İlker Başbuğ sen de suçlusun

İlker Başbuğ Yunanistan’ın 18’i fiilen işgal olmak üzere Türk adaları sayısının 150’ye yakın olduğunu belirterek, “Türkiye’nin de bu gelişmeler karşısında anlaşılmaz şekilde sessiz kalmasıdır” diye eleştirdi ama unutulmasın ki 26. Genelkurmay Başkanı olarak o da sessiz kaldı.

30 Ağustos 2006 Tarihinde Kara Kuvvetleri Komutanlığına 30 Ağustos 2008 itibariyle Genelkurmay Başkanlığı’na atanan ve 2010 yılında yaş haddinden emekli olan Orgeneral İlker Başbuğ da Türk adalarının işgali konusunda en az o günkü AKP iktidarı kadar suçludur.
Duayen televizyoncu, gazeteci Uğur Dündar ağabeyim ile yaptığı söyleşiyi okuyunca, İlker Başbuğ’un Türk Silahlı Kuvvetlerinin Başkomutanı ve Genelkurmay Başkanı olarak Yunanistan işgali karşısında sessiz kaldığını hatırladım.
Ayrıca 2010 yılında yapılan Anayasa değişikliğine görevi sırasında “güçlü tepki” veremeyen Başbuğ’un, “dönemin başbakanı Recep Tayyip Erdoğan’a şifahi olarak Gülen cemaatini şikayet etmesi de yeterli değildir.

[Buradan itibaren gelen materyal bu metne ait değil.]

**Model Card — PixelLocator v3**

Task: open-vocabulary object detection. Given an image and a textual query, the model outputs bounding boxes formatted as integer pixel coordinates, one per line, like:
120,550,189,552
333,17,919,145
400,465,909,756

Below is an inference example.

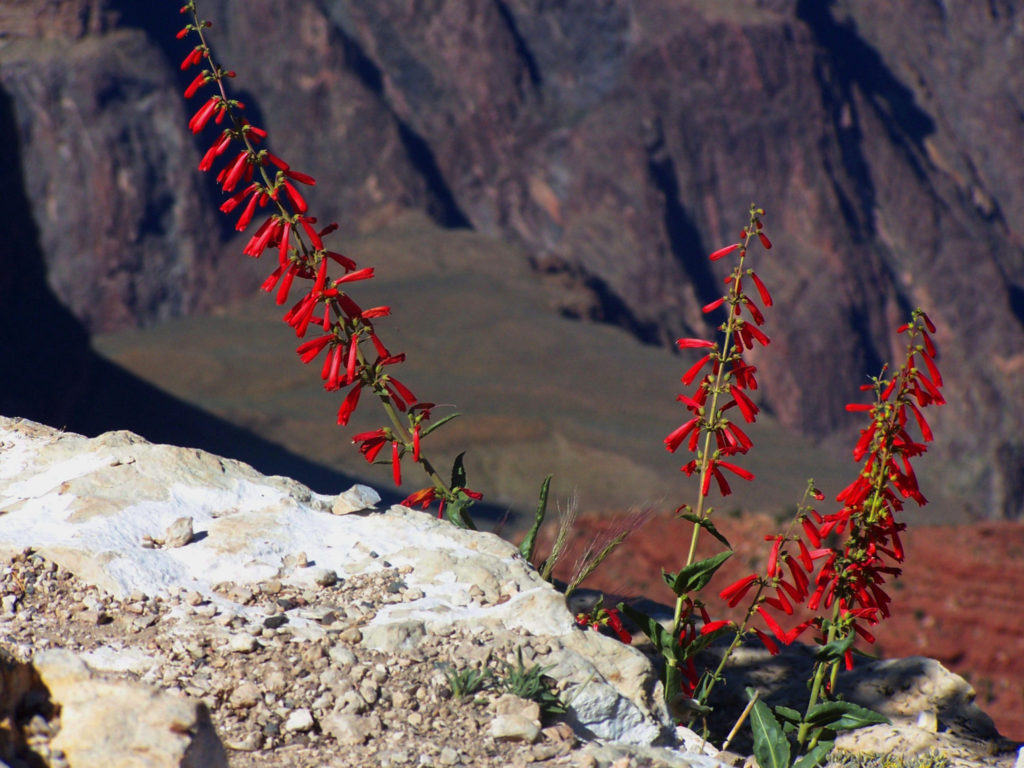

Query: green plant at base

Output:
829,750,952,768
444,667,493,699
498,647,565,715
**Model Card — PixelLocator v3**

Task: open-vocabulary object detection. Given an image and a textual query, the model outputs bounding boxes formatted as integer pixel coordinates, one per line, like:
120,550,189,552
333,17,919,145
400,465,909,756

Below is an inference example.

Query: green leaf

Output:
814,632,857,664
618,603,678,664
807,701,889,731
678,512,732,549
452,451,466,488
683,627,735,662
775,706,804,725
746,688,790,768
519,475,553,562
669,550,732,597
420,414,459,437
444,488,476,530
793,741,836,768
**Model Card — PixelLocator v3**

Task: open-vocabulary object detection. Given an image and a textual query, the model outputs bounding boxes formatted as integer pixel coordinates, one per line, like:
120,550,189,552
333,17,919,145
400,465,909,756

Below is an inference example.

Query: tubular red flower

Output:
185,70,206,98
765,534,782,579
391,442,401,485
715,461,754,480
387,376,416,411
743,297,765,326
765,590,793,618
188,96,220,133
285,169,323,185
398,487,437,509
750,269,772,306
701,296,725,314
676,339,716,349
234,188,260,232
680,354,711,386
718,573,758,608
181,45,204,72
726,421,754,454
700,618,732,635
299,216,324,251
295,335,334,364
331,266,374,287
800,517,821,547
338,381,362,426
284,181,309,213
665,416,700,454
729,384,760,424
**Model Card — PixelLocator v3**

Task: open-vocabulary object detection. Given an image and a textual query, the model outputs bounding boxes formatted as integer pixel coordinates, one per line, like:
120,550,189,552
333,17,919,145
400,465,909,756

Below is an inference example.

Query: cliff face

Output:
0,0,1024,517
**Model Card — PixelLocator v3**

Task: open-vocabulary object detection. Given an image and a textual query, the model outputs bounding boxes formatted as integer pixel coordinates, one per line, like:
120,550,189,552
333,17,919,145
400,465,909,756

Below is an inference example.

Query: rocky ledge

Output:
0,418,1017,768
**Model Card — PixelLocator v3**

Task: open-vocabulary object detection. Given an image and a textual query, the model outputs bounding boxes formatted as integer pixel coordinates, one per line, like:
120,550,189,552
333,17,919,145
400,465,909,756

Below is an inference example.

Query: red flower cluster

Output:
663,206,772,697
575,603,633,645
178,2,468,518
720,310,945,668
665,210,772,497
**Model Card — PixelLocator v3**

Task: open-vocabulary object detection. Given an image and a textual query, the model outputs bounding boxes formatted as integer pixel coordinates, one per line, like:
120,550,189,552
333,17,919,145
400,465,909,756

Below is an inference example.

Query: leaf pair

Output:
746,688,889,768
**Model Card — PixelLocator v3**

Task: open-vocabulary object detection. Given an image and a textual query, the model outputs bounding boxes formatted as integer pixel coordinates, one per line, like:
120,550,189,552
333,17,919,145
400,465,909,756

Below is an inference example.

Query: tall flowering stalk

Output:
721,309,945,757
623,206,772,719
178,2,481,527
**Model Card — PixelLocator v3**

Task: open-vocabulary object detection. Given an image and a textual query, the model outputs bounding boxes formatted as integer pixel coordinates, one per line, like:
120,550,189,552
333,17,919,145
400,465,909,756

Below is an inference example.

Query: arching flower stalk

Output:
177,1,481,527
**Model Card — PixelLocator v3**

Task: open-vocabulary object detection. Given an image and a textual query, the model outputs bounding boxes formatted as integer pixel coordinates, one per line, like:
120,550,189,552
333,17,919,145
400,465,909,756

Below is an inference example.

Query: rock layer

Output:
0,418,1017,768
0,0,1024,518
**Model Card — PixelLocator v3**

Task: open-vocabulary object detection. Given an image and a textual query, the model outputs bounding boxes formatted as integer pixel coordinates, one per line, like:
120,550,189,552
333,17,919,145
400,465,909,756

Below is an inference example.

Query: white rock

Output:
164,517,195,547
227,682,263,709
33,649,227,768
227,632,259,653
488,715,541,743
285,707,316,733
331,485,381,515
321,714,374,745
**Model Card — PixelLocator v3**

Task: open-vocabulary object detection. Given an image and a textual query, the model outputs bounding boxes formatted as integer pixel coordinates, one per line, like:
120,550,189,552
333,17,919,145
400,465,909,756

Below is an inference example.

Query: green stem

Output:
191,9,475,528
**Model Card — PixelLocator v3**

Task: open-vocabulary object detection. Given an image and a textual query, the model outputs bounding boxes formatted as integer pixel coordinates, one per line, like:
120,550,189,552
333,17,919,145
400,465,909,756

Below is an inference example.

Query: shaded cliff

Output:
0,0,1024,518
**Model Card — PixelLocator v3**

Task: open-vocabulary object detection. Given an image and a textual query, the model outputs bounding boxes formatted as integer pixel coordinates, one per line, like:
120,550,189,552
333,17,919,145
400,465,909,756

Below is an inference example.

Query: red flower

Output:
391,441,401,485
750,269,772,306
399,487,437,509
352,428,388,463
718,573,758,608
338,381,362,426
188,96,220,133
665,416,700,454
723,384,761,424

Kaldı ki 2008 yılında AKP kapatılma davasında Yargıtay Cumhuriyet Başsavcılığı tarafından Anayasa Mahkemesine gönderilen iddianameyi öğrenen İlker Başbuğ’un gereğini yapmaması Türk Silahlı Kuvvetlerindeki FETÖ yapılanmasını çözememesi de görevi ihmaldir.
Nitekim FETÖ militanı polis, savcı ve hakimlerin işbirliği sonucunda Başbuğ “İnternet Andıcı” soruşturması kapsamında Ergenekon Savcısı Cihan Kansız tarafından 5 Ocak 2011 günü 6 saat 50 dakika ‘şüpheli’ sıfatıyla sorgulandıktan sonra sevk edildiği İstanbul Nöbetçi 12. Ağır Ceza Mahkemesi’nce “silahlı terör örgütü yöneticiliği ve hükümeti ortadan kaldırmaya teşebbüs” suçlamalarından tutuklandı.

Başbuğ, adliye çıkışında, “Türkiye Cumhuriyeti’nin 26. Genelkurmay Başkanı terör örgütü kurmak ve yönetmek suçundan tutuklanmıştır. Takdir yüce Türk halkınındır” demişti.
Başbuğ paşam hiç kusura bakma ben “takdir” değil seni “takbih*” edeceğim
Türk Silahlı Kuvvetlerinin Genelkurmay Başkanı olarak 28 Şubat 1997’de yazılan FETÖ raporlarını dikkate almazsan ya da onlara acırsan, acınacak duruma düşersin hiç kusura bakma.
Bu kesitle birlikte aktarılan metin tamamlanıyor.